Promoter signals. Human promoter sequences are difficult to identify and are poorly annotated in the public databases. We used a refining procedure to obtain the various promoter signal profiles (Table 3), where the vertebrate scores of Bucher (4) were used as the initial approximate matrices (their positional coordinates were also adopted). The windows and the number of sequences used in the search are shown, together with the mean distance of the signals from the transcriptional start (CAAT and GC boxes were searched on both strands). This simple refining procedure was able to produce reasonable promoter signal profiles consistent with the well-known consensus (4). Of course, genes that have no TATA or CAAT box would have contributed 'noise' to the profile frequencies (such noise could be reduced by imposing a minimum score requirement, as was done for the branch site profile below). As mentioned in (4), we also found a 1 nt shift in the human Capsite annotations. Measuring from the end of a box, the TATA box is found ∼25 nt and the CAAT box ∼100 nt (with larger deviations) upstream from the transcriptional start site.

Pre-mRNA 3′ end processing signals. The AATAAA box and the poly(A) site profiles are shown in Table 4. The first AATAAA box profile was obtained by aligning all of the annotated poly(A) signals. The second was obtained from a subset of the signals that occur within a 50 nt window upstream of the poly(A) site. The second profile allowed us to estimate the mean distance (16 nt) between the T in the box to the poly(A) site. The first poly(A) site profile was also obtained simply from aligning all of the annotated poly(A) sites. Due to the uncertainty in identifying a precise poly(A) site, we do not see the CA consensus from this profile. In an attempt to correct some possible errors, we re-aligned the sequences if there was a CA within a ±2 nt distance from the annotated poly(A) site. We believe this poly(A) site profile (shown at the bottom of the figure) may be closer to the truth.

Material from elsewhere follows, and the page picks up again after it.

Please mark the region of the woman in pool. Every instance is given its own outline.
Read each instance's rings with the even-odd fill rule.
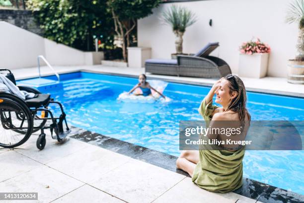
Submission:
[[[135,86],[134,86],[134,87],[132,88],[132,89],[130,90],[130,92],[128,94],[131,94],[132,92],[133,92],[133,91],[134,91],[134,90],[135,90],[135,89],[139,88],[142,90],[143,94],[135,94],[135,95],[138,95],[138,96],[142,95],[145,97],[152,96],[152,93],[151,92],[151,90],[152,90],[155,91],[155,92],[158,93],[159,95],[160,95],[161,97],[162,97],[164,99],[166,98],[164,96],[163,94],[162,94],[161,93],[160,93],[160,92],[159,92],[158,91],[157,91],[157,90],[153,88],[152,87],[151,87],[149,83],[148,83],[148,82],[146,82],[146,80],[147,80],[147,77],[146,76],[145,74],[140,75],[139,78],[138,78],[138,81],[139,82],[139,83],[136,85]]]
[[[215,102],[222,107],[212,105],[215,94]],[[214,123],[213,121],[216,120],[248,123],[250,115],[246,108],[246,100],[243,82],[238,77],[229,74],[215,83],[202,102],[199,112],[206,121],[211,120]],[[245,134],[246,133],[247,130]],[[218,137],[216,138],[220,139]],[[225,150],[183,151],[176,161],[176,167],[187,172],[192,181],[200,188],[227,193],[242,186],[244,153],[243,147]]]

Translational signals. Both the translational start and stop profiles were obtained by aligning the corresponding sequences according to the annotations (to avoid possible errors, only the consensus sequences starting with ATG or ending with one of the three stop codons compiled; Table 5). The human translational start profile is consistent with the general consensus for all vertebrates: GCCGCCRCCATGG (18). From 531 sequences, we also found that start codons as the first, second, third or fourth ATG in the open reading frame (ORF) 474, 51, five and one times, respectively [which would be in favor of the 'first ATG rule' and is very similar to our previous finding for the fission yeast (11)]. The translational stop profile shows the ratio among different stop codons TAA:TAG:TGA ∼1:1:2 (obtained from TAA+TAG ∼TGA and TAA+TGA ∼3 TAG according to the matrix at positions −2 and −1), which may also be seen from Table 2.

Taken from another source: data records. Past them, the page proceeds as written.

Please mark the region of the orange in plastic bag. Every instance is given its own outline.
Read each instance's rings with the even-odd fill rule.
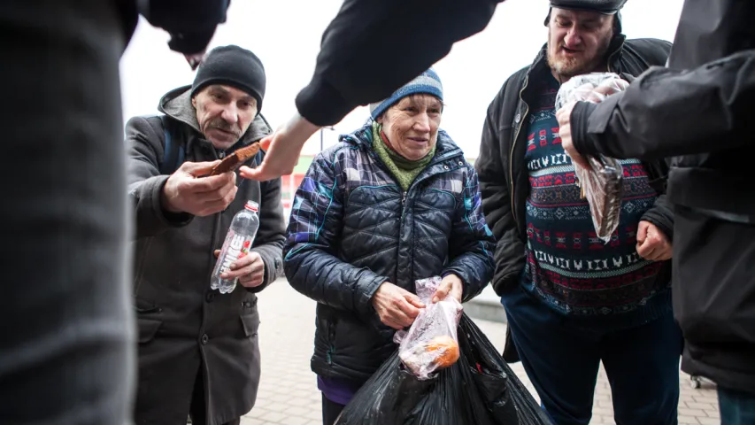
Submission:
[[[448,367],[458,359],[458,344],[451,336],[435,336],[428,343],[427,351],[435,357],[438,368]]]

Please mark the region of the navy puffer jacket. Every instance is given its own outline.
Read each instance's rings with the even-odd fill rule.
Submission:
[[[445,132],[406,192],[373,151],[370,125],[342,136],[297,191],[284,248],[291,286],[318,302],[312,370],[366,381],[396,349],[371,303],[378,287],[415,292],[416,280],[454,273],[467,301],[489,282],[494,251],[477,174]]]

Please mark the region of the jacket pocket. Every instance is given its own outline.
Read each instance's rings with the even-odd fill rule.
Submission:
[[[255,311],[250,314],[243,314],[240,317],[244,335],[247,337],[257,335],[259,330],[259,313]]]
[[[147,344],[155,338],[158,329],[163,325],[161,321],[152,319],[138,319],[139,326],[139,344]]]

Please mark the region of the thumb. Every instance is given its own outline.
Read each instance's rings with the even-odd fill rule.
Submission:
[[[637,244],[642,245],[645,243],[645,239],[648,237],[648,227],[649,223],[647,221],[640,221],[640,226],[637,228]]]
[[[212,167],[220,163],[220,159],[212,162],[184,162],[179,170],[188,173],[195,177],[209,174]]]
[[[414,305],[417,308],[425,308],[425,303],[420,299],[420,297],[412,294],[412,292],[407,292],[404,295],[404,299],[405,299],[409,304]]]

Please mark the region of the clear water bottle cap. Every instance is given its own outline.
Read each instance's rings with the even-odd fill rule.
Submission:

Splicing signals. The 5′ and 3′ splice site profiles were obtained by aligning annotated sequences obeying the GT-AG rule (Table 6). We also did separate profiles for the splice sites adjacent to UTR and those adjacent to CDS; we did not find any substantial differences (data not shown). From the general mononucleotide compositional analysis above, it was shown that the compositional property in the flanking intron regions depends strongly on the G+C content. One could get more insight by comparing splicing signal profiles for low and high G+C content; Table 6 is such a comparison calculated from itexons. Although the human splice site consensus more or less agrees with the general consensus for most vertebrates, AG|GTRAGT for the 5′ss and (Y)nNCAG|G for the 3′ss, the G+C content greatly affects the nature of purine or pyrimidine constituents. At low G+C loci, the 5′ss consensus may be better described as AG|GTAAGT and the 3′ss consensus as (Y)nNYAG|G.

Figure 4

Major differences in 6-tuple frequency between coding sequences (in all frames)fcds and intronsfintron. Only the top and the bottom 20 6-tuples are displayed.

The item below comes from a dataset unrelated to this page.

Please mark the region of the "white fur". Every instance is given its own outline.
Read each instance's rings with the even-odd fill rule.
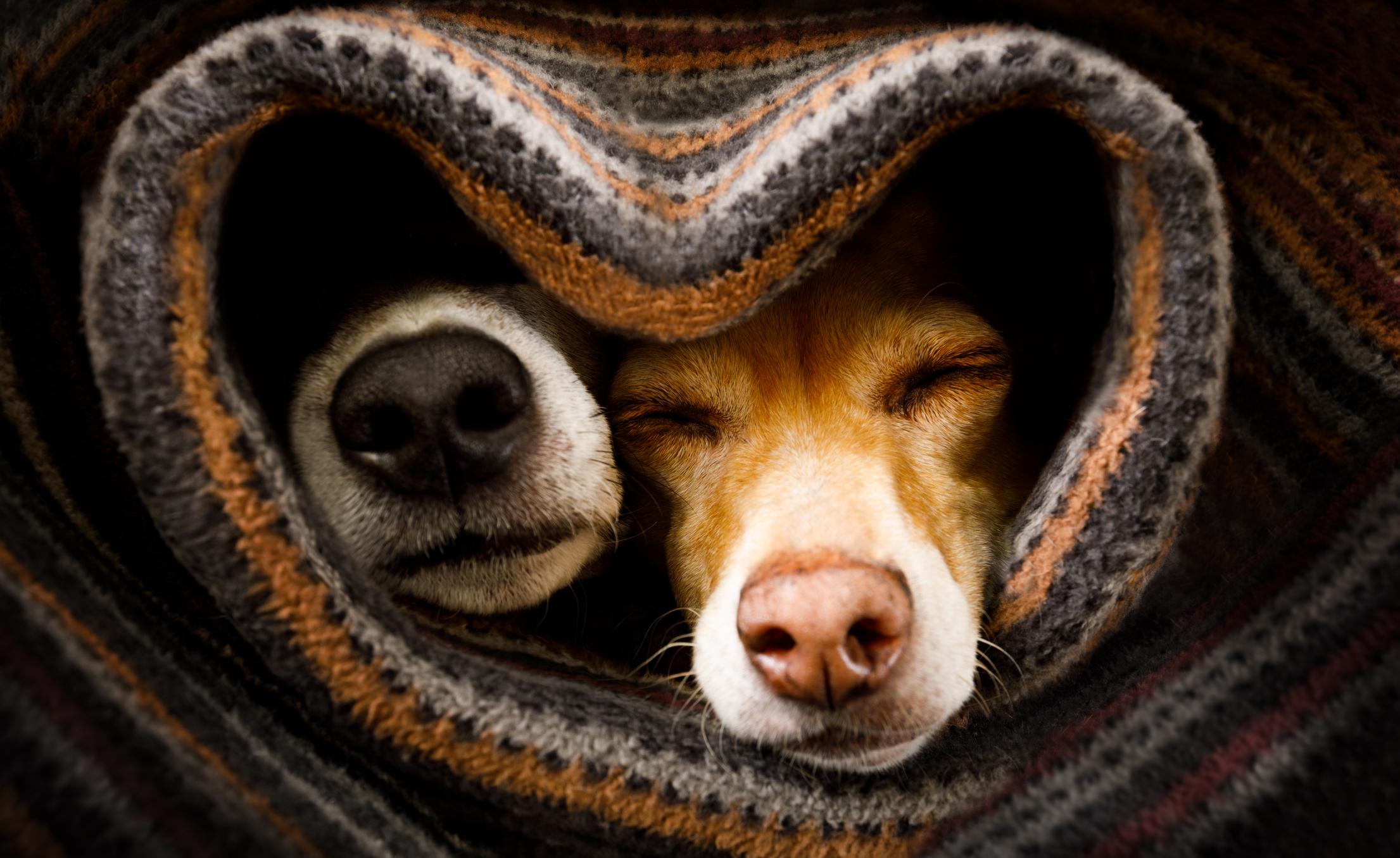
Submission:
[[[784,747],[826,731],[860,733],[867,736],[862,747],[788,752],[825,767],[878,770],[916,753],[967,700],[977,626],[942,553],[899,504],[893,474],[874,470],[868,458],[846,459],[816,449],[797,453],[739,501],[746,511],[741,536],[696,624],[694,670],[720,721],[739,736]],[[749,662],[736,628],[749,577],[776,554],[804,550],[834,550],[899,570],[913,602],[913,631],[890,677],[878,694],[836,712],[776,694]],[[876,701],[896,711],[869,711]]]
[[[356,360],[441,330],[482,333],[514,351],[531,377],[535,409],[533,431],[512,455],[507,479],[468,493],[455,507],[382,488],[344,460],[330,427],[336,382]],[[447,607],[494,613],[542,602],[602,553],[622,508],[608,423],[596,400],[559,347],[500,290],[428,284],[350,319],[302,365],[290,424],[298,473],[350,551],[395,592]],[[406,578],[386,574],[395,560],[463,532],[570,536],[538,554],[449,561]]]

Major differences in 6-tuple frequency between coding sequences (in all frames)f _cds and intronsf _intron. Only the top and the bottom 20 6-tuples are displayed.

Figure 4

Major differences in 6-tuple frequency between coding sequences (in all frames)fcds and intronsfintron. Only the top and the bottom 20 6-tuples are displayed.

Major differences in 6-tuple frequency between coding sequences (in all frames)f _cds and intronsf _intron. Only the top and the bottom 20 6-tuples are displayed.

The branch site profile was again obtained by the refining method above, where the vertebrate scores (19) were used as the initial approximate matrix. We took a window (of size 41 nt) 10 nt upstream of the 3 ss end where most reported branch points were found (20). To reduce the noise created by genes that have their branch point located outside of the window, we imposed a minimum score of 3, corresponding to the 1st quantile of the maximum score distribution (the absolute conservation of A at the branch point was obtained automatically as a consequence). The average distance of the branch point from the 3′ss end was found to be 26 nt. Again the profile is biased by the G+C content. In contrast to the vertebrate consensus CTRAY, YTVAY for the low G+C content and CTSAY for the high G+C content may be more specific to the human sequence.

In addition to these conventional measures, we also examined many other statistics that may play a role in mRNA splicing. Some of these are plotted in Figure 5a-f (all the maximum values were limited by the searching window size used).

We plotted the distribution of the distance from the branch point to the 3′ss end (Fig. 5a); its quantile statistics are: Min. = 10, 1st Qu. = 20, Median = 25, Mean = 26, 3rd Qu. = 32 and Max. = 46. Most branch points are located 15–30 bp upstream of the 3′ss end. Branch points outside this region are suboptimal; this happens in many alternatively spliced introns (21).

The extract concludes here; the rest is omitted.